A large amount of data can be produced or received in an environment, such as a network environment that includes many machines (e.g. computers, storage devices, communication nodes, etc.), or other types of environments. As examples, data can be acquired by sensors or collected by applications. Other types of data can include financial data, health-related data, sales data, human resources data, and so forth.
Some implementations of the present disclosure are described with respect to the following figures.

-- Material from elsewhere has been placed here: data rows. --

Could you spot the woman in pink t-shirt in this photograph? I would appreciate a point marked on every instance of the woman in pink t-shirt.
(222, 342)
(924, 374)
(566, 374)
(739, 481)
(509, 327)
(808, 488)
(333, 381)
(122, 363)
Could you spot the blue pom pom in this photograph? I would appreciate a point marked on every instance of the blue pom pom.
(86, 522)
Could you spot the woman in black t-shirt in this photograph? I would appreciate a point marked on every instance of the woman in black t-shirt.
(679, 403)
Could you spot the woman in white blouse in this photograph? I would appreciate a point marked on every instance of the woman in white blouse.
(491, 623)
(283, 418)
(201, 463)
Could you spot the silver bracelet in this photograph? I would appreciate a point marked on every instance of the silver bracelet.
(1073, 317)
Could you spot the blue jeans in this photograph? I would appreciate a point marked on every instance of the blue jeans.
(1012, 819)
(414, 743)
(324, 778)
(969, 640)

Activity occurring within an environment can give rise to events. An environment can include a collection of machines and/or program code, where the machines can include computers, storage devices, communication nodes, and so forth. Events that can occur within a network environment can include receipt of data packets that contain corresponding addresses and/or ports, monitored measurements of specific operations (such as metrics relating to usage of processing resources, storage resources, communication resources, and so forth), or other events. Although reference is made to activity of a network environment in some examples, it is noted that techniques or mechanisms according to the present disclosure can be applied to other types of events in other environments, where such events can relate to financial events, health-related events, human resources events, sales events, and so forth.

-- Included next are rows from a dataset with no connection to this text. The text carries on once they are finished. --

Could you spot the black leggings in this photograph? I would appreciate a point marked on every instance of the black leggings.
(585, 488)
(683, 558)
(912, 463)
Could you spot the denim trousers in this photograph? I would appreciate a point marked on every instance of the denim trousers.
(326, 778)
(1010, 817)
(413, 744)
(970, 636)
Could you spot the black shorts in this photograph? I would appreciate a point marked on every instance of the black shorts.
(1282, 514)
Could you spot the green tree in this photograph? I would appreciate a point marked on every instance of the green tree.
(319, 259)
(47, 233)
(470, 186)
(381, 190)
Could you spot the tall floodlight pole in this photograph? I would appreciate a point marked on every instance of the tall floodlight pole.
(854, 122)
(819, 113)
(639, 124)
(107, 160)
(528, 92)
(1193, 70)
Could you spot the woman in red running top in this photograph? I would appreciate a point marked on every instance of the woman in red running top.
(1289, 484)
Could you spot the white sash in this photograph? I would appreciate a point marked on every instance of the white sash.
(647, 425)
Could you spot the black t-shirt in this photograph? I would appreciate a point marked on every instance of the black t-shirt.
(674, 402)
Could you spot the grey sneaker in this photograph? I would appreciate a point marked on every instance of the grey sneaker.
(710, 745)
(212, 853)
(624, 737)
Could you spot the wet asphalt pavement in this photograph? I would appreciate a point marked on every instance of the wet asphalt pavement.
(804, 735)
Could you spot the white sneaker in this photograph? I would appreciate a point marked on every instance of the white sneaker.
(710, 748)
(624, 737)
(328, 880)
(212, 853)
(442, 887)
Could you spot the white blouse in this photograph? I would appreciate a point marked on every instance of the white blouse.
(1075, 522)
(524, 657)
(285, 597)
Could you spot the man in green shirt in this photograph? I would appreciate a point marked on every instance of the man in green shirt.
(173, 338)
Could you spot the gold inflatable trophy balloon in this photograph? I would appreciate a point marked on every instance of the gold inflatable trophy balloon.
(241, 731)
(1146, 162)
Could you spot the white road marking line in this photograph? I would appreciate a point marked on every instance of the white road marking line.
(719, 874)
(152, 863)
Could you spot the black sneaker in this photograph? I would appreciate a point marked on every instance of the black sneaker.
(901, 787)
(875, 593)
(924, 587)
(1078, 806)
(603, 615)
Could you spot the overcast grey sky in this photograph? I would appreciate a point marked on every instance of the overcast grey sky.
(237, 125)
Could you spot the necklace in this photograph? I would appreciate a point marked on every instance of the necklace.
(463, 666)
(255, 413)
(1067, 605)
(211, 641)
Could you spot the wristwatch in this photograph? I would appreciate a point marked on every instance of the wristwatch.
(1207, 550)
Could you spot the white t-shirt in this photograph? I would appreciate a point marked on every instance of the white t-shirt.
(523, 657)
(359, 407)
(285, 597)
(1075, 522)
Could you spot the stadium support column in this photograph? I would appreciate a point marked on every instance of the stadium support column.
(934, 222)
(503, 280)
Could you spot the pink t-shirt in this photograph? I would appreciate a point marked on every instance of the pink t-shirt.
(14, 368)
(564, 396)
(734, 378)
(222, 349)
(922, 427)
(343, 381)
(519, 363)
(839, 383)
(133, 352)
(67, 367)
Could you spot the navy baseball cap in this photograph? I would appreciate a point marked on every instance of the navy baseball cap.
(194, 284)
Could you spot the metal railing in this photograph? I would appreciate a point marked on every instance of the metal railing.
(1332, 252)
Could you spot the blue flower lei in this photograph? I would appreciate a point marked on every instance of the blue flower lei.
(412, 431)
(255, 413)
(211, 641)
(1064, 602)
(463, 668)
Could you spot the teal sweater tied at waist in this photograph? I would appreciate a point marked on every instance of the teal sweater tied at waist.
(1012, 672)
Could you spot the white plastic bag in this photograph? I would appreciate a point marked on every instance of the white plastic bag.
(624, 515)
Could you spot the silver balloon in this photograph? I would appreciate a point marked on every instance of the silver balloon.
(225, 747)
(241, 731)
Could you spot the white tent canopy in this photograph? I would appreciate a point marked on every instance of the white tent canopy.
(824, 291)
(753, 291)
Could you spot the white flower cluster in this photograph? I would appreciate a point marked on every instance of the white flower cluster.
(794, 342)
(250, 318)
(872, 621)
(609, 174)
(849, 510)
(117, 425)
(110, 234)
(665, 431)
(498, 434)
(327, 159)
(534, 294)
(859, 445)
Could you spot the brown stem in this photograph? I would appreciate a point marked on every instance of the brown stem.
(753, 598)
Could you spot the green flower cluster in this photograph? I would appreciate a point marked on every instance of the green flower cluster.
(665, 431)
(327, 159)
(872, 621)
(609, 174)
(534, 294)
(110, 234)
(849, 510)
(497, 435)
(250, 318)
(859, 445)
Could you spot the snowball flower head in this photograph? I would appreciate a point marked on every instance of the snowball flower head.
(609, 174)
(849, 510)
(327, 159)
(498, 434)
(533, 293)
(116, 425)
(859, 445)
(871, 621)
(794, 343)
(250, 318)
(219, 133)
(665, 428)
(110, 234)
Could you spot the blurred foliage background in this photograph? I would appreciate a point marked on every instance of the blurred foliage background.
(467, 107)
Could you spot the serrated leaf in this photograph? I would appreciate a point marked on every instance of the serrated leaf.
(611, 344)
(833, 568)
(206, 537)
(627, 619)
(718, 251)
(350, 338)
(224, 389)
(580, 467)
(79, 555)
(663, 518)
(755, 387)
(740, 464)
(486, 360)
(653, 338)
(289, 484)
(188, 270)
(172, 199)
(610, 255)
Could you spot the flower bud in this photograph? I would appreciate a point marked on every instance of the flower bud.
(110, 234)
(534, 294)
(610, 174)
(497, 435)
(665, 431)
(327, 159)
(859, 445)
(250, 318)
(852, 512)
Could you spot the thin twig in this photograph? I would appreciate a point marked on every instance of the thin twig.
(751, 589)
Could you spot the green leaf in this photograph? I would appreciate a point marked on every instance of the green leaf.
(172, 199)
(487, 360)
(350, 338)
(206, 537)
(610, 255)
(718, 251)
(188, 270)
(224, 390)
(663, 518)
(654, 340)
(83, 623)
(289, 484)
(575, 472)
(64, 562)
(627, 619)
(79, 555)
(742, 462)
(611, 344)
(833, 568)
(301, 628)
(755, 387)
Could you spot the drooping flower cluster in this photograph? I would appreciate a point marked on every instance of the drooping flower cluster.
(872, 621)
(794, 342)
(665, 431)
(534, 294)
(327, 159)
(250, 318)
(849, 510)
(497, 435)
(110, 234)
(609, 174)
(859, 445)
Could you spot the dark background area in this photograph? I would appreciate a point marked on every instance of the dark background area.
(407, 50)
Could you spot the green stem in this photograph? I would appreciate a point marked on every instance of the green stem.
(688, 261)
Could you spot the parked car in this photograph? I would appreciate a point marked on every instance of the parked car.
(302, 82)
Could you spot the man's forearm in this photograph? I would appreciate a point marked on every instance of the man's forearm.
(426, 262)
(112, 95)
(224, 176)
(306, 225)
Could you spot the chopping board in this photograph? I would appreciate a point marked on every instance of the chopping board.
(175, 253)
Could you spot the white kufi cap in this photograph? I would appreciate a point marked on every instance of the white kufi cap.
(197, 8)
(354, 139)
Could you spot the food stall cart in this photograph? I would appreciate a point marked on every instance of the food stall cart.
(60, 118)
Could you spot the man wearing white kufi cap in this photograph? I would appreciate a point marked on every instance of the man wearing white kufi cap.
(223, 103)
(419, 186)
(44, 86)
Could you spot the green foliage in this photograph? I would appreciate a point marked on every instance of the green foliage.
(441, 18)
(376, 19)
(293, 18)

Generally, an event can be generated in response to occurrence of a respective activity. An event can be represented as a data point (also referred to as a data record).
Each data point can include multiple dimensions (also referred to as an attribute), where an attribute can refer to a feature or characteristic of an event represented by the data point. More specifically, each data point can include a respective collection of values for the multiple attributes. In the context of a network environment, examples of attributes of an event include a network address attribute (e.g. a source network address and/or a destination network address), a network subnet attribute (e.g. an identifier of a subnet), a port attribute (e.g. source port number and/or destination port number), and so forth. Data points that include a relatively large number of attributes (dimensions) can be considered to be part of a high-dimensional data set.
Finding patterns (such as patterns relating to failure or fault, unauthorized access, or other issues) in data points representing respective events can be difficult when there is a very large number of data points. For example, some patterns can indicate an attack on a network environment by hackers, or can indicate other security issues. Other patterns can indicate other issues that may have to be addressed.
For example, to identify security attack patterns in a high-dimensional data set collected for a network environment, analysts can use scatter plots for identifying patterns associated with security attacks. A scatter plot includes graphical elements representing data points, where positions of the data points in the scatter plot depend on values of a first attribute corresponding to an x axis of the scatter plot, and values of a second attribute corresponding to a y axis. In some examples, the first attribute can be time, while the second attribute can include a value of a port (e.g. destination port) that is being accessed.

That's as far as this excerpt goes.